Its ironic because the stress response in humans is actually a self-preservation mechanism. If a cave man sees a lion coming, he has a split second to make the fight or flight decision, and must have the heightened adrenaline, shallow breathing, and movement of blood to the brain that it takes for this to happen. Humans can’t live in a perpetually high state of alert, so the stress response acts as a sort of early warning system to shock us into action if need be.
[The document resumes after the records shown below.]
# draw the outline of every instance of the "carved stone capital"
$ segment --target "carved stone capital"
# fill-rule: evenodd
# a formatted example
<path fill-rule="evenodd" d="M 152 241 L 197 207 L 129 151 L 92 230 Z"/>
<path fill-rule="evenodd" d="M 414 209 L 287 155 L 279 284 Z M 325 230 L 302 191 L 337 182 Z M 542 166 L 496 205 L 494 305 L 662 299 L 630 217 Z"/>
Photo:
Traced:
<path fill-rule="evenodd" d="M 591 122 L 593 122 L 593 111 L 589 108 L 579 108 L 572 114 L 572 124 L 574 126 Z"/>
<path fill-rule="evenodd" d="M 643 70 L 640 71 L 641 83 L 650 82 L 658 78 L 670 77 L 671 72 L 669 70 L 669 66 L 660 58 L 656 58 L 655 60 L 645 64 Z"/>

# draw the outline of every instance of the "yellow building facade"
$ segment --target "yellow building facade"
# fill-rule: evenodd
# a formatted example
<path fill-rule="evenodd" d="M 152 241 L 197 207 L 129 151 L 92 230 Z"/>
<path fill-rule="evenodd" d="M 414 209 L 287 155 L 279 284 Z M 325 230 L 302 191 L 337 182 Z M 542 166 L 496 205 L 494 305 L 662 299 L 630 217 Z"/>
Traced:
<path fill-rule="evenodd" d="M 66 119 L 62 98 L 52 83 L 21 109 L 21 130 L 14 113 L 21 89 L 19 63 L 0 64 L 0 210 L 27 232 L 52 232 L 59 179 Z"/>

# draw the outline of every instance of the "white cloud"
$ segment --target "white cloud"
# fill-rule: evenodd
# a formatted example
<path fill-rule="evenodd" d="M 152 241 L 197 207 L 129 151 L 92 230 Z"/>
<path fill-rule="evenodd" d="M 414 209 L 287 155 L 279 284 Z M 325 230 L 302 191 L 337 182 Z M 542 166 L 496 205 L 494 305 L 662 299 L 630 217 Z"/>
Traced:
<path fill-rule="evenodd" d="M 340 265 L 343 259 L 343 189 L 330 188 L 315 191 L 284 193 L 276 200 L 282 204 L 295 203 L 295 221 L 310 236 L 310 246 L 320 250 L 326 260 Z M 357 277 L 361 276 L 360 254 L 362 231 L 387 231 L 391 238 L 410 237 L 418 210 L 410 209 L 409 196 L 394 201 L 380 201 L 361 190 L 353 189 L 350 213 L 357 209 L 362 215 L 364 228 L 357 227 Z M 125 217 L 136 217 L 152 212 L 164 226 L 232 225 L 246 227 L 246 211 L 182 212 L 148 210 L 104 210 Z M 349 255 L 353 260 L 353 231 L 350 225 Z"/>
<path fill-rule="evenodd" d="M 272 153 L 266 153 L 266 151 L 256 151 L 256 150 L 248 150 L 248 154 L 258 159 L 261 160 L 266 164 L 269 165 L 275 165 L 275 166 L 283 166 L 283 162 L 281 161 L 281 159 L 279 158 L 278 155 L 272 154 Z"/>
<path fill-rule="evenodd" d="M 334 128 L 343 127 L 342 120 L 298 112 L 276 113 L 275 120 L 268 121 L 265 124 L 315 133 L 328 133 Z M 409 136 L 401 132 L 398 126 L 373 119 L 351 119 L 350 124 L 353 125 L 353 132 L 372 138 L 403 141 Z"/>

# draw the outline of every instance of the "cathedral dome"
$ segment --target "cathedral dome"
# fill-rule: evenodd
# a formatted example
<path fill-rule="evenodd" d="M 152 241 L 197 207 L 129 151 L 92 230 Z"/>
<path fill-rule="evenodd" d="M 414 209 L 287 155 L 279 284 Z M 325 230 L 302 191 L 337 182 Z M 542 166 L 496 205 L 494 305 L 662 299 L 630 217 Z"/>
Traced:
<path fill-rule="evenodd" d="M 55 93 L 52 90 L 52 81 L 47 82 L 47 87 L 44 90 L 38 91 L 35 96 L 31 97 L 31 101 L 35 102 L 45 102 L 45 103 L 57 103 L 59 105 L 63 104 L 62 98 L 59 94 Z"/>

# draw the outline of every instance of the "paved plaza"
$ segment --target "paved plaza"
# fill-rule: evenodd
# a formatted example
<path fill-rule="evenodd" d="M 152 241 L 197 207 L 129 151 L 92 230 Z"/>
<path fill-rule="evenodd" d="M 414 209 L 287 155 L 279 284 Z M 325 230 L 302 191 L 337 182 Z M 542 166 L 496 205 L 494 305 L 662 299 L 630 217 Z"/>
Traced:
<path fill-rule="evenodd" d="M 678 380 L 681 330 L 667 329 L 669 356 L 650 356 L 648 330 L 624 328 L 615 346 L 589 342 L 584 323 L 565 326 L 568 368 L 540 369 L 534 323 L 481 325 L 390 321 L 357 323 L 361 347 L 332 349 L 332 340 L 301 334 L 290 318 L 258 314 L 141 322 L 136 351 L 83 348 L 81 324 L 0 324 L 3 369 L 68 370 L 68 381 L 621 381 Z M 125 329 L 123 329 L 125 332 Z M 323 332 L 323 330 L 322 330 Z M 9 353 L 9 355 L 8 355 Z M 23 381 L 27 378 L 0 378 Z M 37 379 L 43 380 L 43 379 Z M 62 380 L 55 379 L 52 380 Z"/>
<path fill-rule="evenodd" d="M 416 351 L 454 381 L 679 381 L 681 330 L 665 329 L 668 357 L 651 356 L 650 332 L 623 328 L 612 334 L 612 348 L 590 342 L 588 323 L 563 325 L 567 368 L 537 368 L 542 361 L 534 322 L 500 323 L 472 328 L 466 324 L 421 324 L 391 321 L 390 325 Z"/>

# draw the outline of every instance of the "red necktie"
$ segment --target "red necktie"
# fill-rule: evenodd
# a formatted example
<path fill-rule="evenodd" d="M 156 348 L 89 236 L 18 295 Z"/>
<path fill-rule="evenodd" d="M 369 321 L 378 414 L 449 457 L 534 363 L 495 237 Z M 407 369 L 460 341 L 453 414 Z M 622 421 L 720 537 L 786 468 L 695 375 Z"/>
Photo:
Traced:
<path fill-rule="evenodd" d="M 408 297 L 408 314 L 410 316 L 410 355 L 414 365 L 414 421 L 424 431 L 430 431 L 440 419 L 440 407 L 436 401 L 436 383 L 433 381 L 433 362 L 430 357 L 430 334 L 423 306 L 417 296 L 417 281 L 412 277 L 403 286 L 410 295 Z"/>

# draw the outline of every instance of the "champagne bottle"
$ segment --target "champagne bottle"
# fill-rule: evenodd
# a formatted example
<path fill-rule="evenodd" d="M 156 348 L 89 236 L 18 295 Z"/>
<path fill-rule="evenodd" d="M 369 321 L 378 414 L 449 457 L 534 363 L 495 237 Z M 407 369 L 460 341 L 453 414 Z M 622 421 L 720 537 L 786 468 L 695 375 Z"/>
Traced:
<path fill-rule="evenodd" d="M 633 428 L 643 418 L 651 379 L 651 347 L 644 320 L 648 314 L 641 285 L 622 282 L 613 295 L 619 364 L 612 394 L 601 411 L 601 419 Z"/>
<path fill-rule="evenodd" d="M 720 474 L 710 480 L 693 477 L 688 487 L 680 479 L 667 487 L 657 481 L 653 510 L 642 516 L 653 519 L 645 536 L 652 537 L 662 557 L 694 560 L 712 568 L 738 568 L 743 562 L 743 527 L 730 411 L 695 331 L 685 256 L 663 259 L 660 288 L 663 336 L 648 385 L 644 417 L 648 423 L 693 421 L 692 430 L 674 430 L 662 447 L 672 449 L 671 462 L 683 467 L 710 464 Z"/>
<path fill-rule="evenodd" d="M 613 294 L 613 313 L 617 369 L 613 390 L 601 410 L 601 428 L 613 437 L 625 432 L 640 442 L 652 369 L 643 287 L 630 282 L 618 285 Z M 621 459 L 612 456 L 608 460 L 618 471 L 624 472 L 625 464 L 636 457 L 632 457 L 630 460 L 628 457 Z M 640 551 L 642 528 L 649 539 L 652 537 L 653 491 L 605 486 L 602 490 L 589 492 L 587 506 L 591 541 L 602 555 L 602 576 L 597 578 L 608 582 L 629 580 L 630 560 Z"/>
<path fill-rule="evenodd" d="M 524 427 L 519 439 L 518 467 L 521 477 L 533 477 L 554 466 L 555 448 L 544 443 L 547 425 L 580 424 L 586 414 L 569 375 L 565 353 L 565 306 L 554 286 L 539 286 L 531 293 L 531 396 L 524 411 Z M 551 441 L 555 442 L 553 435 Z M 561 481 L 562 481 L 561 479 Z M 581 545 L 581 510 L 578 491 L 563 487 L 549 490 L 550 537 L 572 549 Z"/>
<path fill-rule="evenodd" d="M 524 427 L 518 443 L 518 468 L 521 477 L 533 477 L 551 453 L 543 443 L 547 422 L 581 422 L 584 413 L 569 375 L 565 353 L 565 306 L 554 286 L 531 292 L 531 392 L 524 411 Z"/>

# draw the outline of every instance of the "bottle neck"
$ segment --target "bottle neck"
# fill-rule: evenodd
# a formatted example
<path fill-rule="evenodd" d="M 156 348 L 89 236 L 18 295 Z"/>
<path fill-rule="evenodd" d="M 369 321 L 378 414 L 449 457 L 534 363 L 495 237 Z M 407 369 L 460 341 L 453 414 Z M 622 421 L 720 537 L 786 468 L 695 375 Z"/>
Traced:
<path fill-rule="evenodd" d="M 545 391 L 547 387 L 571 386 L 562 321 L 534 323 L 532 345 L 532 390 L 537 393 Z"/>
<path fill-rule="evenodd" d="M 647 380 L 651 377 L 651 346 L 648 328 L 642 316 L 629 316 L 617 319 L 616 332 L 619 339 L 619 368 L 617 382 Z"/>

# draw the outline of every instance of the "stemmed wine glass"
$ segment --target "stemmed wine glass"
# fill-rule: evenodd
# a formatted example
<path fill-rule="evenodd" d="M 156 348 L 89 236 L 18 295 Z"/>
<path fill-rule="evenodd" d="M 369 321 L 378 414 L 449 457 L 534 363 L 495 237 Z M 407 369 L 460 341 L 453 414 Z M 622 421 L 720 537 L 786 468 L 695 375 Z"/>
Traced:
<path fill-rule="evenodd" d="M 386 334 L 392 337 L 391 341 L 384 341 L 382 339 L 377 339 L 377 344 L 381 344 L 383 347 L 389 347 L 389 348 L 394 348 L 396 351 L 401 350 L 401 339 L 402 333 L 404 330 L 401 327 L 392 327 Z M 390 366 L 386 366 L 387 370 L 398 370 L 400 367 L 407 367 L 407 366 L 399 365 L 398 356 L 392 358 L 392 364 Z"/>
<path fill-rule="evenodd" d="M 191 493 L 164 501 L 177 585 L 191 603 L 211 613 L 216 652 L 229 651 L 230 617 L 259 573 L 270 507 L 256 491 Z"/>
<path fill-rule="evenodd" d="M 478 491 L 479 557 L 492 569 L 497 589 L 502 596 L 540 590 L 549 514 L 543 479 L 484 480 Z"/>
But did you know that during a stress reaction, our physical sensation is muted? So therefore are we less affected by the fear of imminent danger, AND our pleasure center is also muted . For the few seconds we need to snap into decisive action, pain and pleasure are unnecessary. And it can take thirty to sixty minutes before that state of alert is relaxed.
So its highly likely that my back was hurting because of the way I physically reacted to stress all day (getting triggered over and over again), but I didn’t notice it until I got home and calmed down.
At any rate, one thing I’ve learned is that even though food does ‘help’ in calming down the stress response, our pleasure in that food is diminished at that moment, so it takes a lot of it in order for us to react. So at least today I didn’t medicate myself with food.
Its funny, nothing earth-shattering happened to me today, and here I am feeling as if I just carried a ton of bricks a mile and a half. Imagined or real, it sure hurts.
And thus, its two ibuprofens and off to bed with me. Even if I’d rather have a carton of oreos.